In challenging times, what options does a tenant have when paying rent can be difficult? Let me begin by saying, every commercial landlord wants their tenants to succeed and that no building ownership wants to see their tenant go out of business.
Not paying the rent, and winding up in default and then in breach of the lease is the worst thing a tenant can do. Not only may the tenant begin losing certain rights within the lease such as Options to Renew, but landlords become substantially less interested in negotiating a solution once rent becomes late.
In the case of COVID-19, the force majeure clause within a tenant's lease will probably offer no assistance as they generally and specifically do not protect a tenant against non payment of rent. Additionally, SARS and MERS epidemics insurance companies updated their policies to specifically exclude coverage for viruses, bacterium and other microorganisms. Business losses are also not covered under business interruption insurance because they require physical loss from a covered cause (ie. the covered cause is fire, the physical loss is the building).
The best approach is for the tenant and their representative to be proactive and begin discussions with the landlord as early as possible, before there's a default. Wise landlords understand that it's smart business to help their tenants get through a rough patch. If they can help keep them in business, the future income they'll collect over the long term will far eclipse the temporary economic relief they may need to provide in the short term. They understand that it's better to have "a percentage of something, instead of 100% of nothing".

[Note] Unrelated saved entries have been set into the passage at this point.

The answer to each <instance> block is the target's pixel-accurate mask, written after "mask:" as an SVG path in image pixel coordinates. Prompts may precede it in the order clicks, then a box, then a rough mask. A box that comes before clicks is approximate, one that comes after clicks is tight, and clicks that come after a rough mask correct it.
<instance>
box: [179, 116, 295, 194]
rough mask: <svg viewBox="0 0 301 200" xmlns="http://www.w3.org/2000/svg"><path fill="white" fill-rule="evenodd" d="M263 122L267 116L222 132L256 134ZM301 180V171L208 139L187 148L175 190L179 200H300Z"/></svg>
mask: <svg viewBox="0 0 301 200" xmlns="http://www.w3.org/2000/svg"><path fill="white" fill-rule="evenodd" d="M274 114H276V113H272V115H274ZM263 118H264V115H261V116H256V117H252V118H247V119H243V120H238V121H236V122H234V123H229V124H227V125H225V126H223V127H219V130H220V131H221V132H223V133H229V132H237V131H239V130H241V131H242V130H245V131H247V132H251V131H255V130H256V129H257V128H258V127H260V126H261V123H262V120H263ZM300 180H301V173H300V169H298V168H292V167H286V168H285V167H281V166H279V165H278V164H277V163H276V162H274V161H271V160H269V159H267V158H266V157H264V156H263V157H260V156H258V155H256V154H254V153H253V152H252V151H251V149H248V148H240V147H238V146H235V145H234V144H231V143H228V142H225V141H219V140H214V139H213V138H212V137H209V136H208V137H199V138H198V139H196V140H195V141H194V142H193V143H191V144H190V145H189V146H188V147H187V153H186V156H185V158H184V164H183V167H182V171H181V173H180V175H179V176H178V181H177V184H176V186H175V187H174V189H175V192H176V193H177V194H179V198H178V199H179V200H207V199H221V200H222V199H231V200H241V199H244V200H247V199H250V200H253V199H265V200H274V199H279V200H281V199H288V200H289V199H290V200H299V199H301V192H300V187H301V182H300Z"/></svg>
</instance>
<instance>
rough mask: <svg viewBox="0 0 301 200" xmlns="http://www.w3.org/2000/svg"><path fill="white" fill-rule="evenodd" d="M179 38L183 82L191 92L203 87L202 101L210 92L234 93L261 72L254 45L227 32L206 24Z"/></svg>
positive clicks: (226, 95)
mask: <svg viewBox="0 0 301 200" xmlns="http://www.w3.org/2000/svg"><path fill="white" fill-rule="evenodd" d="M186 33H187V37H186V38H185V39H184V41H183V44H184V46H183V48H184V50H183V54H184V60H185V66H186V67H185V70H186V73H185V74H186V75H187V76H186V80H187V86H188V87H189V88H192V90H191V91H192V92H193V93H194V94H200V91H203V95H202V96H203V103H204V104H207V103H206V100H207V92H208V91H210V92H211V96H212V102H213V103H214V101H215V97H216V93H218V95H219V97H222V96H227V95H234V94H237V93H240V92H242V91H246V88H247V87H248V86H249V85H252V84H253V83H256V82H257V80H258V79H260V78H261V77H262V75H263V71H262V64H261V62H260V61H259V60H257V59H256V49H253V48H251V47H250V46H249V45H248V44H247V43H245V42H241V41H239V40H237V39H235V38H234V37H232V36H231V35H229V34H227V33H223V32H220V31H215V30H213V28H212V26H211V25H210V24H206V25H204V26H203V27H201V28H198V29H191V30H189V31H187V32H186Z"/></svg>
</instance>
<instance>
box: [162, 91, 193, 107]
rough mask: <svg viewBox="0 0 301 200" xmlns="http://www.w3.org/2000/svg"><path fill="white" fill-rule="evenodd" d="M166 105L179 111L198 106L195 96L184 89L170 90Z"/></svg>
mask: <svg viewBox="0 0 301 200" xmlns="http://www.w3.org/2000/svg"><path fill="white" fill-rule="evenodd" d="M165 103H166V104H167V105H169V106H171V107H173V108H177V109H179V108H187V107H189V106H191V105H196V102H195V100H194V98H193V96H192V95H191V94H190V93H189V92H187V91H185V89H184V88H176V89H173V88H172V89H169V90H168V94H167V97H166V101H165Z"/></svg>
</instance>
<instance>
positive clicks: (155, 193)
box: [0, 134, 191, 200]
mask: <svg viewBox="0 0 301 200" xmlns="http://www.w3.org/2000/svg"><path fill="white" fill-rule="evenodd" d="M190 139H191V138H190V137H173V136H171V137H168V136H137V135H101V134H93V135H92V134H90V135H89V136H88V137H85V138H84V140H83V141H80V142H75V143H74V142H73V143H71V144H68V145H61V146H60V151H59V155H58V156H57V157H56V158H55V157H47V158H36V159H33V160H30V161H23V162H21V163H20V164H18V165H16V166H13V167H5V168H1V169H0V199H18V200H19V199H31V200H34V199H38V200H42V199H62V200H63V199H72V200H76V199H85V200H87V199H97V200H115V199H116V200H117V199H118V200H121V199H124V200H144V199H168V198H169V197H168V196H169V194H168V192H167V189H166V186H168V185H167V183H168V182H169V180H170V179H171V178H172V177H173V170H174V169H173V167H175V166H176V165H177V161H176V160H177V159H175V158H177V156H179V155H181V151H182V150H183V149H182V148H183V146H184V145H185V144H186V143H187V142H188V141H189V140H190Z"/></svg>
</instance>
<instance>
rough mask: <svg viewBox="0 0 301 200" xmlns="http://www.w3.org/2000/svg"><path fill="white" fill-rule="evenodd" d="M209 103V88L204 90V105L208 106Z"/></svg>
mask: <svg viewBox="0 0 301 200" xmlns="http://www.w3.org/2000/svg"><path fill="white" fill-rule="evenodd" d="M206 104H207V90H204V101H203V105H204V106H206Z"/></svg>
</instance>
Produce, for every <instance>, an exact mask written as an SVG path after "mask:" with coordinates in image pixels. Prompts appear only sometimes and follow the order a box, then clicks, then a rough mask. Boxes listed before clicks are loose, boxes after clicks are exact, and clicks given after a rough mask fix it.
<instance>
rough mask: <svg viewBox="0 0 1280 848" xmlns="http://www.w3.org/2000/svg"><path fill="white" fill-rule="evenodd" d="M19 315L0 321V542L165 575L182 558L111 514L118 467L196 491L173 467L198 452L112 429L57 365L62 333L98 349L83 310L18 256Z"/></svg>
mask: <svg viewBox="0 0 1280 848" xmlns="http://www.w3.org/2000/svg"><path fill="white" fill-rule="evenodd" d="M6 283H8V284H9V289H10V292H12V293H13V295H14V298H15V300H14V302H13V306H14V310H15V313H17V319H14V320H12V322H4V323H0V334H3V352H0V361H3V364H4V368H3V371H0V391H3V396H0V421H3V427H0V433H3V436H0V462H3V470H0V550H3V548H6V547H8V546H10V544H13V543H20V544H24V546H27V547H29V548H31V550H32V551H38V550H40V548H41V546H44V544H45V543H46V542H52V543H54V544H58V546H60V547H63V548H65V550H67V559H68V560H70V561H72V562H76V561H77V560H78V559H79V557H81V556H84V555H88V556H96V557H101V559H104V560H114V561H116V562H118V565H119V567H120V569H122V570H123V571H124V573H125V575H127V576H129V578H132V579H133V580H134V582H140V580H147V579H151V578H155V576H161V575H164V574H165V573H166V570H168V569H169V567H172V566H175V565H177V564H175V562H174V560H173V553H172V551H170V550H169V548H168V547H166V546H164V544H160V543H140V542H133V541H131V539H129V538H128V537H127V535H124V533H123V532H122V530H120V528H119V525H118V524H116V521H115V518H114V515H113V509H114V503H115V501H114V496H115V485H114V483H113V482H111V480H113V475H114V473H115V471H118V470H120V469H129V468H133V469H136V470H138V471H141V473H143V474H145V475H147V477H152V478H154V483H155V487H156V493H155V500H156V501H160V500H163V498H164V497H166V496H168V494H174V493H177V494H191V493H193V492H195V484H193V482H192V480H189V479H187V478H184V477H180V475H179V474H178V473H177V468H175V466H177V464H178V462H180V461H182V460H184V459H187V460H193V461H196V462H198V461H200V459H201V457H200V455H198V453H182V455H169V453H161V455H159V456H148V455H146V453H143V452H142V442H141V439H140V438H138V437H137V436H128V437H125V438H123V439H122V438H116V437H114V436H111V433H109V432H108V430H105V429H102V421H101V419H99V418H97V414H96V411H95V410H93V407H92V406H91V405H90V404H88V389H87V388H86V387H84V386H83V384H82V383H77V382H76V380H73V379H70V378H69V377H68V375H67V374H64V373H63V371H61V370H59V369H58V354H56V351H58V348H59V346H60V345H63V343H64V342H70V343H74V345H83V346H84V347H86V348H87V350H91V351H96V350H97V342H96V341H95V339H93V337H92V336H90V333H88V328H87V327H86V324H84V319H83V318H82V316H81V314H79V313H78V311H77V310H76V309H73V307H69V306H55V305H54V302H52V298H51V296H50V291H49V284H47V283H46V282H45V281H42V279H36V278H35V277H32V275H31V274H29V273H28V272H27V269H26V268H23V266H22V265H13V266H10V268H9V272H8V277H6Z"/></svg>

In light of the current COVID-19 crisis, many lenders and insurance companies are proactively reaching out to commercial building owners and offering 30 to 60-day deferrals of their mortgage payments and insurance premiums, respectively. Additionally, many investors in commercial buildings are temporarily deferring their profit distributions. This is giving some landlords much needed flexibility to be able to work with their tenants and develop an assistance package. Ultimately though, all of the buildings we are negotiating with are run by good people, with good intentions and they know that this is the time for us all to pull together and help each other weather this storm.
Below are some of the successful strategies that we use to negotiate forgiven or deferred rent on behalf of our clients:
- Free rent: As it suggests, we simply ask the landlord to forgive rental payments for a period of time (ex. 1-3 months).
- Free rent with added term: The landlord gives the tenant free rent, but then amends the lease to extend the term by the number of months of free rent given.
- Rent deferment with amortization: Rent is deferred for a period of time and the value of the deferment is then amortized over the remaining months of the lease or a set schedule (ex. The deferred amount is paid back over the next six months).
- Discounted rent: In lieu of free rent, the landlord allows the tenant to pay a percentage of what they're required to pay (ex. 50%). This is a great hybrid solution because it can provide some relief for the tenant while helping the landlord to keep some income coming in to cover the operational costs of running the building. This approach can then be combined with any of the other strategies above (ex. 6 months of 1/2 rent with 3 months of paid rent added to the final months of the lease.
- Security deposit conversion: The landlord agrees to apply the tenant's cash security deposit towards rent. This is especially effective for tenants who do not have much term remaining on their lease.
Again, I can't stress enough how important it is for the tenant to avoid non payment of rent at all costs, and to consult with their tenant representative to explore all options, including engaging their landlord to develop a solution. An appeal to not only a landlord's keen business sense, but also to their humanity is the key to achieving assistance through these uncertain times.